One highly successful marketing strategy that is less common outside China is the use of gamification through mobile apps to raise brand awareness. Luxury fashion brands like Hermès, Dior and Guerlain have launched successful gaming campaigns on their official WeChat accounts. For example, Hermès has a horseshoe-throwing virtual game, not unlike throwing a poké ball in Pokémon Go. Brands have also adapted classic games such as Tetris and Candy Crush to include their branding and products. Game participants can win rewards by playing, achieving high rankings, or through lucky draws.
For brands, these campaigns mean higher brand engagement and higher conversion rates. Marketers can build shareable social interactions into games. And a mobile-centric strategy also helps generate valuable consumer data, enabling the development of better services and products.
Move at China speed
In September 2021, China’s two largest tech companies, Tencent and Alibaba, opened up their digital empires by unblocking all interoperability between their platforms. For consumers and marketers, it was excellent news, providing more options for different payment systems, and allowing outbound links from each platform to its competitors.
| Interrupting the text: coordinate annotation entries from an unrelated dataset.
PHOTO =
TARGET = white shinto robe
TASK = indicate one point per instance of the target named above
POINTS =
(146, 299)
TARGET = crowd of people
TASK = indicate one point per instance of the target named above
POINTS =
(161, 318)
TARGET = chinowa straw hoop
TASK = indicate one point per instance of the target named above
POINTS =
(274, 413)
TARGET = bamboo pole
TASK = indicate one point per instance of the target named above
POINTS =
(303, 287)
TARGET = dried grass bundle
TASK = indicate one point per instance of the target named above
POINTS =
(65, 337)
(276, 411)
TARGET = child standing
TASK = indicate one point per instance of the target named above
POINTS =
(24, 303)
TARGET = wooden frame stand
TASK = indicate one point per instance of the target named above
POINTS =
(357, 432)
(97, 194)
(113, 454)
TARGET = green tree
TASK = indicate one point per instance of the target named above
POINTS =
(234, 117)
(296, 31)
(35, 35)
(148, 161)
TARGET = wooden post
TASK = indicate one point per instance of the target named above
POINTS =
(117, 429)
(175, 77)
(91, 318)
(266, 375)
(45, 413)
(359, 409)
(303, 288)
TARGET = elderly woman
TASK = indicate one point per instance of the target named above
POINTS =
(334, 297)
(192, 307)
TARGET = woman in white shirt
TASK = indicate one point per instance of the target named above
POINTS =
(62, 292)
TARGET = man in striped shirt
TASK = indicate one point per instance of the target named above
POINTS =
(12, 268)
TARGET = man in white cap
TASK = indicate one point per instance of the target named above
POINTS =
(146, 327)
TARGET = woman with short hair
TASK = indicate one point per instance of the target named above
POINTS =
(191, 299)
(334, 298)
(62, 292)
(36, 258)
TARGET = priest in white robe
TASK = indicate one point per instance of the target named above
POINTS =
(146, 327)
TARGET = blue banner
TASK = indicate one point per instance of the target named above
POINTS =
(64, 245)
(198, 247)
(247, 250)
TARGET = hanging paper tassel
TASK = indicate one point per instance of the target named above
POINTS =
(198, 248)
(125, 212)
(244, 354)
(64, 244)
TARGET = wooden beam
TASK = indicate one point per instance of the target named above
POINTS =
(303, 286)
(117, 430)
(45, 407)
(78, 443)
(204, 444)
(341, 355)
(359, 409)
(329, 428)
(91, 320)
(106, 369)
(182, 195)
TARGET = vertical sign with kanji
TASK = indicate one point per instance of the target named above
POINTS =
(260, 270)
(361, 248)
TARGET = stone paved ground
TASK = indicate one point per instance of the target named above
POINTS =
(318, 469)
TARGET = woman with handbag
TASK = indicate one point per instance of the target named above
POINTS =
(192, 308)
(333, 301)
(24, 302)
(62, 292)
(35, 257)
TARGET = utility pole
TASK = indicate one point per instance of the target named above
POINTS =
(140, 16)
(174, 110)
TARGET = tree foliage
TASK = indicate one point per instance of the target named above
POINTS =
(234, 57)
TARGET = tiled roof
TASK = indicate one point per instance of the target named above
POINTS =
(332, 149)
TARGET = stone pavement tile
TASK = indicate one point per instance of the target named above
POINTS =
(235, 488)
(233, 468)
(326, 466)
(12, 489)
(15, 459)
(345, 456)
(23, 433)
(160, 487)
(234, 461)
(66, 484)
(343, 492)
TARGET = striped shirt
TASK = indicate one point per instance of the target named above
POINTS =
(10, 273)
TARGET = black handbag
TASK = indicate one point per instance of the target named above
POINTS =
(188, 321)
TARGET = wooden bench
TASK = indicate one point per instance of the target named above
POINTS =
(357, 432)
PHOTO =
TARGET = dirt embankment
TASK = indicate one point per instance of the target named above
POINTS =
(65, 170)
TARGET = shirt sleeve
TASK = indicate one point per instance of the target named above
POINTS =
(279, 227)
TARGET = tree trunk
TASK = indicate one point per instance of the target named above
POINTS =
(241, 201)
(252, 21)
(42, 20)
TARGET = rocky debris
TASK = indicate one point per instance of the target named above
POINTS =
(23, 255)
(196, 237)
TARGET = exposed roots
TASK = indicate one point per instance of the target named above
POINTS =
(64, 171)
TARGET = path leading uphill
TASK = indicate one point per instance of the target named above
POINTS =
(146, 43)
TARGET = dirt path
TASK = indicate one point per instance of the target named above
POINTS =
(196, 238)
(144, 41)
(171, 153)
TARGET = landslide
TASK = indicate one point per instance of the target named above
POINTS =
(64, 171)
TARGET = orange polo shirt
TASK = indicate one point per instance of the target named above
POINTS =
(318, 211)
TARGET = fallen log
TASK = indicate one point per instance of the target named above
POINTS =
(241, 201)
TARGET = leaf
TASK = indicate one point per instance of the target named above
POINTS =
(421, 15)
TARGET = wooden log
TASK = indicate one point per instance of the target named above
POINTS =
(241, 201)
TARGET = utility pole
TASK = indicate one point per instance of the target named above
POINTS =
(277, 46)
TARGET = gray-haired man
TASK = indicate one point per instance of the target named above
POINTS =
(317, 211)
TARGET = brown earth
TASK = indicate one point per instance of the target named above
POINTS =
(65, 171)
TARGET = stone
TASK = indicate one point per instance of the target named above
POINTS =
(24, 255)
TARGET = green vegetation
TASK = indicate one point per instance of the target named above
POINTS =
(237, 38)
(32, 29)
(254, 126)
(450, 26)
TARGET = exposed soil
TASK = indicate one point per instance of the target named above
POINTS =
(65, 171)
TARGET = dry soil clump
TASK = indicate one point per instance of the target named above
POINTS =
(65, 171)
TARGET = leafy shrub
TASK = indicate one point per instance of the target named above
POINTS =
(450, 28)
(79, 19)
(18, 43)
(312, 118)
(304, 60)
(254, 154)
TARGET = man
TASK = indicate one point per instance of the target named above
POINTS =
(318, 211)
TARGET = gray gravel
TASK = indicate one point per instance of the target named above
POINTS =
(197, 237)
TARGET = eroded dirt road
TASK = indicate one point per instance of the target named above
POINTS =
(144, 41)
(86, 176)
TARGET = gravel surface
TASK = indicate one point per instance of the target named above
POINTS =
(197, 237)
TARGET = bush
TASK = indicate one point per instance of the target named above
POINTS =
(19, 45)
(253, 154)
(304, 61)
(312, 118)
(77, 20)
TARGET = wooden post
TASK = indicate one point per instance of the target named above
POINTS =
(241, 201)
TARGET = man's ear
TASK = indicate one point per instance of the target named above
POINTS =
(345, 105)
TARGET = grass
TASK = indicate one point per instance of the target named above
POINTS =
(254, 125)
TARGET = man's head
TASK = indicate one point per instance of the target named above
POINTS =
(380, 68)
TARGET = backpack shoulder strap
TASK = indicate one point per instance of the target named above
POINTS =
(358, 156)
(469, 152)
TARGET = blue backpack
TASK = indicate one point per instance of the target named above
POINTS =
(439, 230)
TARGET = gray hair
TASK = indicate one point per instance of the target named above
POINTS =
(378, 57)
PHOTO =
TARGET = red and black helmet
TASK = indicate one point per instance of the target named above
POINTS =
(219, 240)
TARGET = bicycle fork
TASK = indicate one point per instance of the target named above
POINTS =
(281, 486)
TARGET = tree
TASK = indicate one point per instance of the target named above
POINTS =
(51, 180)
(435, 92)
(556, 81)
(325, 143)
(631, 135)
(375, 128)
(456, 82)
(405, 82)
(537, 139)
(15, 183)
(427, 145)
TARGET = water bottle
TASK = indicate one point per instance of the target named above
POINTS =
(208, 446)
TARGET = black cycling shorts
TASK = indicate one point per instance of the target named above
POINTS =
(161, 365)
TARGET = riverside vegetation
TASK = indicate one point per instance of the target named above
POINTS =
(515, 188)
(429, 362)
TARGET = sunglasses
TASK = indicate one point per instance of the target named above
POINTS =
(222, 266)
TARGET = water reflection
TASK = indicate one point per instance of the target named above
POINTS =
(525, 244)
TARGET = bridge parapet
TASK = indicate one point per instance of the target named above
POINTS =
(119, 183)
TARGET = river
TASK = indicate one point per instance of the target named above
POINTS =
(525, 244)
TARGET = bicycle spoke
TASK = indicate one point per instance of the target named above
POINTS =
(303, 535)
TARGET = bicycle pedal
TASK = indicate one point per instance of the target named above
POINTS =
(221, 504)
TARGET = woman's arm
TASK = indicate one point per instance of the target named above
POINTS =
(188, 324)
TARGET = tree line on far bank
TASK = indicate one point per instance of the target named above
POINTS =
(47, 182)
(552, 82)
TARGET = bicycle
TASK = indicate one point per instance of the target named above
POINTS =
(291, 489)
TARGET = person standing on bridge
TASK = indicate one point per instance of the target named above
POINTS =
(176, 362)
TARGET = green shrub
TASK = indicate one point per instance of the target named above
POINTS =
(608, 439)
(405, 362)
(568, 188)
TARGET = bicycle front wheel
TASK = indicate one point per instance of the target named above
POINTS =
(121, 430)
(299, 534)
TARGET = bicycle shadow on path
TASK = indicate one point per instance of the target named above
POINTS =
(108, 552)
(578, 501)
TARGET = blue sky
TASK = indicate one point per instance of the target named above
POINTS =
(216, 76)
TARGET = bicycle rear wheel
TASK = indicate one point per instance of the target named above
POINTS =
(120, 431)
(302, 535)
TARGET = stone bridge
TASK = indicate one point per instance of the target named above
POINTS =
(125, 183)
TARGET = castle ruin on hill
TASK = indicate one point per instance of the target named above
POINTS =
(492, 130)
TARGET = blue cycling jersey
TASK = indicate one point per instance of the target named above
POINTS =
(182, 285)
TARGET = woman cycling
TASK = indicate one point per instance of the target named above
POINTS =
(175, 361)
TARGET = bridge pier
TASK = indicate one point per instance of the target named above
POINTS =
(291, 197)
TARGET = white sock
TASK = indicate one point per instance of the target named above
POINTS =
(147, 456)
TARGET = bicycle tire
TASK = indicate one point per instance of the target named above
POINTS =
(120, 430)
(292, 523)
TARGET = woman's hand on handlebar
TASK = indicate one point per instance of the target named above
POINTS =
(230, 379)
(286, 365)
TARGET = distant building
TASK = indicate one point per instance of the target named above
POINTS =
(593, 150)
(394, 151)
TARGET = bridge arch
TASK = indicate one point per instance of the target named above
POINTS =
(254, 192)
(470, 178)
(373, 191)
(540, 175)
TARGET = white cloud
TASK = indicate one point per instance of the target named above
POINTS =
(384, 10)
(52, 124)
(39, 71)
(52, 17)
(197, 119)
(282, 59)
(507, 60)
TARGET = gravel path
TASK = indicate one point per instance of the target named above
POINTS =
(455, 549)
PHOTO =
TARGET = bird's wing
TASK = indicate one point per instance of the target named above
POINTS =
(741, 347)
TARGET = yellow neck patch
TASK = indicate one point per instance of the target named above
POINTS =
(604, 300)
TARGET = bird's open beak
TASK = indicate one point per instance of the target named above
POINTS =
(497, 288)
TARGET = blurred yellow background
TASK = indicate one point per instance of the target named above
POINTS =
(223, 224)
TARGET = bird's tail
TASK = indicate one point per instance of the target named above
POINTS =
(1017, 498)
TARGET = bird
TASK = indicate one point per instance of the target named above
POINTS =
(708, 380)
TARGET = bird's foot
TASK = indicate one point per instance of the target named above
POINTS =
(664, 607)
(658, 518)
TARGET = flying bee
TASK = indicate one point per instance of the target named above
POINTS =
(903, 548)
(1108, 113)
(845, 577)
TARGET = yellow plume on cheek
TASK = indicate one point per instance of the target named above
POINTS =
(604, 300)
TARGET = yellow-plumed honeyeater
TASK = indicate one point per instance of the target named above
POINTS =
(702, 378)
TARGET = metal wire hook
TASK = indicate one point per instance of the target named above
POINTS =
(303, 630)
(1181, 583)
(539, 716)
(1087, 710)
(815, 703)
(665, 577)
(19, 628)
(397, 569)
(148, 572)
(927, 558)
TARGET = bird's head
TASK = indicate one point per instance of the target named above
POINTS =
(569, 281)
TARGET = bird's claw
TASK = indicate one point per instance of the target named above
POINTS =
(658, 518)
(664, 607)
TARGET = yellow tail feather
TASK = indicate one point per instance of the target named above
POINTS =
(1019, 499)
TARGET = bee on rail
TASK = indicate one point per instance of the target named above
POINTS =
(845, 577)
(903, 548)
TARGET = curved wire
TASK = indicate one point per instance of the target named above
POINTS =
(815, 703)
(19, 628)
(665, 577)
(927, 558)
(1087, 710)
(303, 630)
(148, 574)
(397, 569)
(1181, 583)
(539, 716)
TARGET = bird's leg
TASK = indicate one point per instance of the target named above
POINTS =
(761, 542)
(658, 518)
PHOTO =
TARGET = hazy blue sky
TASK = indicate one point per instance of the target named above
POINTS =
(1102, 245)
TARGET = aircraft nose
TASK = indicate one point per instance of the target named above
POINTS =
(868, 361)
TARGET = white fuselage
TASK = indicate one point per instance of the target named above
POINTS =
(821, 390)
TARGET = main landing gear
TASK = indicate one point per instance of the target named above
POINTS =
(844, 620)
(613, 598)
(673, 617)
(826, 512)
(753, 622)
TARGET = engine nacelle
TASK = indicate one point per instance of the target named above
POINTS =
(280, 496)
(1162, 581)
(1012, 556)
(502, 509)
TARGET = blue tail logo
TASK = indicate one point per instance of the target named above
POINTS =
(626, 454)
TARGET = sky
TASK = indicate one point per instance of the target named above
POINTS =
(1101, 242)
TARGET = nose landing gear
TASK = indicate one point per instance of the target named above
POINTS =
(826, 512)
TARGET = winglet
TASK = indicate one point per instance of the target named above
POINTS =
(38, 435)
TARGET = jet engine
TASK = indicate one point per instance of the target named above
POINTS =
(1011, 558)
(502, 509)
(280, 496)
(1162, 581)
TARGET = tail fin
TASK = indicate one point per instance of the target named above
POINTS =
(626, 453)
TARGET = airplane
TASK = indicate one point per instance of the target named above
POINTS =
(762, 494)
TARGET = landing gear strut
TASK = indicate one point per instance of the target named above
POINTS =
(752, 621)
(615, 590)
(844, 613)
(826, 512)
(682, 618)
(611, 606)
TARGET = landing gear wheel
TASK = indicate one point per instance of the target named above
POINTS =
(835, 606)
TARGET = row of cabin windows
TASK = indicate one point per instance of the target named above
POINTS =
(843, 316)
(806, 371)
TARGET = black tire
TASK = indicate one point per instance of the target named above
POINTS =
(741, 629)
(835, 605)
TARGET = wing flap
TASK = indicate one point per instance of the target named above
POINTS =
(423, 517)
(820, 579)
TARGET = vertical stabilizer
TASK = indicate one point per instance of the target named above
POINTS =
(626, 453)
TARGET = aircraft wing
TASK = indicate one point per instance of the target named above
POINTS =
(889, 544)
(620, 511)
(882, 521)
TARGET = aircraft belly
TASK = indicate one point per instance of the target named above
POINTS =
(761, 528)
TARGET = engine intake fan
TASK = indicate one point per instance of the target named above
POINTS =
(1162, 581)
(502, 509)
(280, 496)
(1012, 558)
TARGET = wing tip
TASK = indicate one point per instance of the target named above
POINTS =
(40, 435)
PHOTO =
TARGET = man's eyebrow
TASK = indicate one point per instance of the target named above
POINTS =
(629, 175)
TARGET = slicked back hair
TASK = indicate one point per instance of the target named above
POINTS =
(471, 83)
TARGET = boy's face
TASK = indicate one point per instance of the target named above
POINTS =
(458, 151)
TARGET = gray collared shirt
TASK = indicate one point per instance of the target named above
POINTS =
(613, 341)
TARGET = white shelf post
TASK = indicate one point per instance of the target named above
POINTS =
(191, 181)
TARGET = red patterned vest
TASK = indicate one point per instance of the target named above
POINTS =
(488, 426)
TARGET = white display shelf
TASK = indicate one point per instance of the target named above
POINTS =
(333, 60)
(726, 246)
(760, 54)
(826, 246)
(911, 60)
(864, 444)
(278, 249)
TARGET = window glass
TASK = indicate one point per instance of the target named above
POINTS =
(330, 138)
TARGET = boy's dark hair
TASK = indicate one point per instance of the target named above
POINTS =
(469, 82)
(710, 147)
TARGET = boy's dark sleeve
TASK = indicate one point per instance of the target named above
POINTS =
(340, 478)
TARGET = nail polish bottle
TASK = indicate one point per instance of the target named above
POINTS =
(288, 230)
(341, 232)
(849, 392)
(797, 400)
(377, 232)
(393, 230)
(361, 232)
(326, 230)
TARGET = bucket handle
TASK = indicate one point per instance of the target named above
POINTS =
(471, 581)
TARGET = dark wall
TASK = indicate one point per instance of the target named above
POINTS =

For example, friends can now share a link to a Taobao store, owned by Alibaba, directly in WeChat (the most popular messaging app in China), owned by Tencent.
This change was the result of an order by China’s industry minister. The important thing to note is the lightning speed at which it was implemented. There were only three days between Beijing’s directive and implementation. In China, major policies can change at a moment’s notice. Companies should build teams that are ready to react, and be prepared to work at ‘China speed’ to gain advantages over their competitors.
Protect intellectual property
A primary concern of foreign businesses operating in China is the theft of their intellectual property (IP), by cybersquatters, counterfeiters, or even the factories making their product. Given the multitude of past examples, which have hit world-leading brands such as Starbucks (pictured left) and Apple, this concern is justified. Yet the picture is improving. James Love, head of IP (UK) at Womble Bond Dickinson, says that there has been “radical improvement in the laws protecting legitimate IP” over the last 20 years.
China’s IP law is a ‘first to file’ system however, and Love has seen an increasing incidence of trademark-squatting. While there is the possibility of cancelling a squatter’s ‘bad faith’ registration against a legitimate claim, brands should prioritize the copyright registration of their logos, and English and Chinese versions of their brand name. Choosing an appropriate Chinese character version is critical: visual, oral and meaning perspectives need to be considered, as well as trademark availability. Specialized branding consultancies can often help.
Working with a reputable Chinese IP law firm can also pay dividends in reducing risk, supporting early registration of rights and robust contractual arrangements with Chinese partners. Where a product is made of multiple components, a sensible precaution is sourcing components from different factories, so the final product is less easily copied.
China offers unique opportunities for growth. Compete on brand, speed and intellectual property while adopting a mobile-centric marketing strategy, and you have a winning approach.